Not all Supreme Court cases make the big league news. You can tell that to the other three decisions that came out today. This one, however, had the eyes of many.
The Masterpiece Cakeshop case brought a major civil rights question to the Supreme Court. It presented a conflict between religious freedom and LGBT rights. Does a religious cake shop owner have the right to refuse creating a same-sex wedding cake because he does not agree with gay marriage?
But the Court didn’t tackle the big question. The Supreme Court ruled for the cake shop owner in a more limited way. The Court refrained from judging the Colorado law generally and instead rejected how Colorado adjudicated this specific case. The effect? Colorado will get another chance at reviewing the dispute. It’s only a temporary win for Masterpiece Cakeshop.
Charlie Craig and David Mullins walked into the Masterpiece Cakeshop seeking a custom cake to commemorate their (same-sex) wedding. The cake shop owner, Jack Phillips, refused. Phillips said same-sex marriage goes against his religious beliefs, and he would not create a custom cake to serve the couple.
Colorado has a law preventing a store owner from discriminating in the store’s sales on the basis of sexual orientation. Craig and Mullins filed a complaint against Phillips and the cake shop, citing CO’s anti-discrimination law.
Against Phillips’ objections on the ground of religious freedom (free exercise of religion and free speech), the Colorado agency which reviewed the case sided with Craig and Mullins. Colorado’s Civil Rights Commission said that if the cake shop creates custom wedding cakes for the general population, it must make custom wedding cakes for same-sex couples.
The conflict between free speech/exercise and LGBT rights
The big issue between these parties is not trivial. It presents a conflict between two very important principles.
One principle is that gay people and gay couples should not be discriminated against. The laws – federal, state, and even the Constitution – can protect them in exercise of their civil rights.
The other principle is the all-important First Amendment, which protects people’s expression. The First Amendment can protect someone’s “religious and philosophical objections to gay marriage.”
The conflict is easy enough to see. The gay couple demands equal access to custom wedding cakes, and the cake shop owner demands to be free from expressing support for gay marriage.
The Court’s decision
If the Supreme Court had decided to judge the Colorado law – and determine whether it violates the First Amendment – the decision probably would have turned on the strength of the First Amendment versus the state’s right to protect LGBT rights. That would have been a big decision. It probably would have discussed whether custom wedding cakes are inherently more like artistic expression or merely products to be sold to the public. The First Amendment protects art-as-expression more strongly than goods to be sold.

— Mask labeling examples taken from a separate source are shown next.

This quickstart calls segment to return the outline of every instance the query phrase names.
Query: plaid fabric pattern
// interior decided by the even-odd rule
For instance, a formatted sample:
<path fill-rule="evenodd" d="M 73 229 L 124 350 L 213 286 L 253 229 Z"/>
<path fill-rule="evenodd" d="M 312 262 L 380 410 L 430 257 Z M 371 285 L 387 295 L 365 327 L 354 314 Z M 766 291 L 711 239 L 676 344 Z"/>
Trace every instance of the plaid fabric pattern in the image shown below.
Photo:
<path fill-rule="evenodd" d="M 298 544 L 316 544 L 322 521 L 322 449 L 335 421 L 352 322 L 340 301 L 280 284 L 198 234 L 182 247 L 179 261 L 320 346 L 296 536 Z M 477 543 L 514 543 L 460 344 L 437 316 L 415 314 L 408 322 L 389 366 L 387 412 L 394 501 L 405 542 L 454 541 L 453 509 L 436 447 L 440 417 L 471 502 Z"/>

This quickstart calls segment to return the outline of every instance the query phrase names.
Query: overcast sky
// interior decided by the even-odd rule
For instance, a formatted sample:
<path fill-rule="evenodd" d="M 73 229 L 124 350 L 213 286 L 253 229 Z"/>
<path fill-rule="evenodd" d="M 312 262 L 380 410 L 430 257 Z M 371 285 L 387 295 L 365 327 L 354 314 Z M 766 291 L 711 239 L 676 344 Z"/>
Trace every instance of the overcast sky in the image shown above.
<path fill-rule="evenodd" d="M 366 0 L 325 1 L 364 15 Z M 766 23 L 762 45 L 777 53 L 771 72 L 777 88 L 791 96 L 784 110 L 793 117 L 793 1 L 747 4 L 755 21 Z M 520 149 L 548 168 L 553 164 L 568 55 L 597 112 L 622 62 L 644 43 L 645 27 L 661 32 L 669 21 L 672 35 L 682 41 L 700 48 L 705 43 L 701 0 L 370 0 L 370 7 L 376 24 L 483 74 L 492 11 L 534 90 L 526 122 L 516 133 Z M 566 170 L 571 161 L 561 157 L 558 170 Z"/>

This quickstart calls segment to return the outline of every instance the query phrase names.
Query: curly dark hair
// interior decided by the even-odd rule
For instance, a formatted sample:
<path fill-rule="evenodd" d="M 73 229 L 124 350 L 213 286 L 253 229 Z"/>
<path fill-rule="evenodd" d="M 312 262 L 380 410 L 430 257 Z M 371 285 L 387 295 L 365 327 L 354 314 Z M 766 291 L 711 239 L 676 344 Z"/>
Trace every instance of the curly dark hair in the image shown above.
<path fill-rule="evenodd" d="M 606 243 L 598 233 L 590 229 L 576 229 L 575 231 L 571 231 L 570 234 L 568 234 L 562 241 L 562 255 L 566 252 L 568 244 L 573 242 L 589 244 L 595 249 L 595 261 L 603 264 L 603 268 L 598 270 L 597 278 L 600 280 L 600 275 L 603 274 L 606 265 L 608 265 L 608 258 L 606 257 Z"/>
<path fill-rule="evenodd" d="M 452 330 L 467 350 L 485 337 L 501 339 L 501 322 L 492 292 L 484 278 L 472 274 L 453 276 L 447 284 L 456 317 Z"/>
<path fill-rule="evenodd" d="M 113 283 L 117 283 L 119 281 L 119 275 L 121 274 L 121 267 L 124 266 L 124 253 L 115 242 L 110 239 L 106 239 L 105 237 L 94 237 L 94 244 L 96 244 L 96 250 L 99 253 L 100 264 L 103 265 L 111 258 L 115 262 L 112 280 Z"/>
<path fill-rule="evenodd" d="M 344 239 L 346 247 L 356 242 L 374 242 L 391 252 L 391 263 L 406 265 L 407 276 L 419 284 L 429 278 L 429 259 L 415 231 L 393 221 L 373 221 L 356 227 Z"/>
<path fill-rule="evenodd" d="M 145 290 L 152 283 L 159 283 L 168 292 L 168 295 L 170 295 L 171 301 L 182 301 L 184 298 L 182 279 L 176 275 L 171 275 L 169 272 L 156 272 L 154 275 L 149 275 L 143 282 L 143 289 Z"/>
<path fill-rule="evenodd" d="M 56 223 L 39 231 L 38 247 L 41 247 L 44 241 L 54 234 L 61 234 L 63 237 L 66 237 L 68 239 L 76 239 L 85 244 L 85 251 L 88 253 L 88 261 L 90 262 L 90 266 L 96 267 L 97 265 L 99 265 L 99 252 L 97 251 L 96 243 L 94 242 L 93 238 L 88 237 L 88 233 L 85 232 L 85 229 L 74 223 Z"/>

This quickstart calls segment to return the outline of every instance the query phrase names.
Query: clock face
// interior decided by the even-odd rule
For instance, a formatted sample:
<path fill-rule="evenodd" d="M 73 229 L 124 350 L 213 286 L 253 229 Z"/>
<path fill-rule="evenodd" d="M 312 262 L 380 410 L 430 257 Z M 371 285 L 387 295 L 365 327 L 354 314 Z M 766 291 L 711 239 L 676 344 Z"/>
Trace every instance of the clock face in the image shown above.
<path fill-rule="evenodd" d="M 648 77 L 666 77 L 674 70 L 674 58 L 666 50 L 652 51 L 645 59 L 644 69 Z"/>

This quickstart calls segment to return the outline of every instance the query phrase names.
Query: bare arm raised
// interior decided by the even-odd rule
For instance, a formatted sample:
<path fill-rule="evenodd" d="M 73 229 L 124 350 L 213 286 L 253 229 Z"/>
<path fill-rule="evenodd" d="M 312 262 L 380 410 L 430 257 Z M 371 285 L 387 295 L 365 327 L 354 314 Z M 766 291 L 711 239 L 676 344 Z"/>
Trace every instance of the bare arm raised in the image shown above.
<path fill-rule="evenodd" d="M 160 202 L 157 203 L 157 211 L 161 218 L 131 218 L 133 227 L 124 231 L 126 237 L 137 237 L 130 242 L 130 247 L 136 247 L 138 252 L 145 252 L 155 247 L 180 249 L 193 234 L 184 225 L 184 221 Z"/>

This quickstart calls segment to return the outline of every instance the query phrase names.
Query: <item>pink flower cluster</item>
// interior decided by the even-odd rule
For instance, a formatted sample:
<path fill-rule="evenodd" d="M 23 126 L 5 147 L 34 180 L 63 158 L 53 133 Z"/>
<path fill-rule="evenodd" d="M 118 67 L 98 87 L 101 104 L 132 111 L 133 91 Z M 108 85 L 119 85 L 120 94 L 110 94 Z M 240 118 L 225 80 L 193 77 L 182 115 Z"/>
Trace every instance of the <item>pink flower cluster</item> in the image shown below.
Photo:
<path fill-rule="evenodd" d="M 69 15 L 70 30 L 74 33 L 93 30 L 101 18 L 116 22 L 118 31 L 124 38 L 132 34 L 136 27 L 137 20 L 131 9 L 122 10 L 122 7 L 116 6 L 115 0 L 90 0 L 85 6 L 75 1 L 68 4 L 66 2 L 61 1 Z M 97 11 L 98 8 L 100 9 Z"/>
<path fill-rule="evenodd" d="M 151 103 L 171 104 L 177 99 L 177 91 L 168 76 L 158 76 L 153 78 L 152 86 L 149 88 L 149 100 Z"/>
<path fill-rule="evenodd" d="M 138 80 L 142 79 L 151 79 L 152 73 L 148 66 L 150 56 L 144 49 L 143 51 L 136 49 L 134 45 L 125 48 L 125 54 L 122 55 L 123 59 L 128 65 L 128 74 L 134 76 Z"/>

However, the Supreme Court found – without getting into all that – that Colorado violated the First Amendment. The Court’s 7-member majority ruled that the Colorado Civil Rights Commission discriminated against Phillips’ religious rights during the adjudication. The Court said the Commission treated Phillips’ religious views and argument with hostility. The Court pointed out that the Commission “disparaged Phillips’ faith as despicable and characterized it as merely rhetorical, and compared his invocation of his sincerely held religious beliefs to defenses of slavery and the Holocaust.”
Thus, the Court said, we don’t need to look at the validity of the general law (at least not today). We can look more specifically at the Colorado adjudication to end the case. The Court did not, then, consider the strength of the First Amendment versus LGBT rights. It merely sent the case back to Colorado to adjudicate it fairly. That leaves room for Colorado to make the same ruling against the cake shop, but this time the CO Commission will have to be careful that it does not disrespect Phillips’ religious arguments.
Ginsburg (with Sotomayor) would have tackled the big question and ruled to support the Colorado law. Ginsburg said that the record did not evidence hostility on the part of the Colorado Commission that should have overshadowed the plain issue: that the cake shop owner was discriminating against the gay couple on the basis of their sexual orientation. The Colorado anti-discrimination law is sensible, generally applicable, and does not violate the First Amendment. The cake shop owner should not get out of his obligation to refrain from discriminating.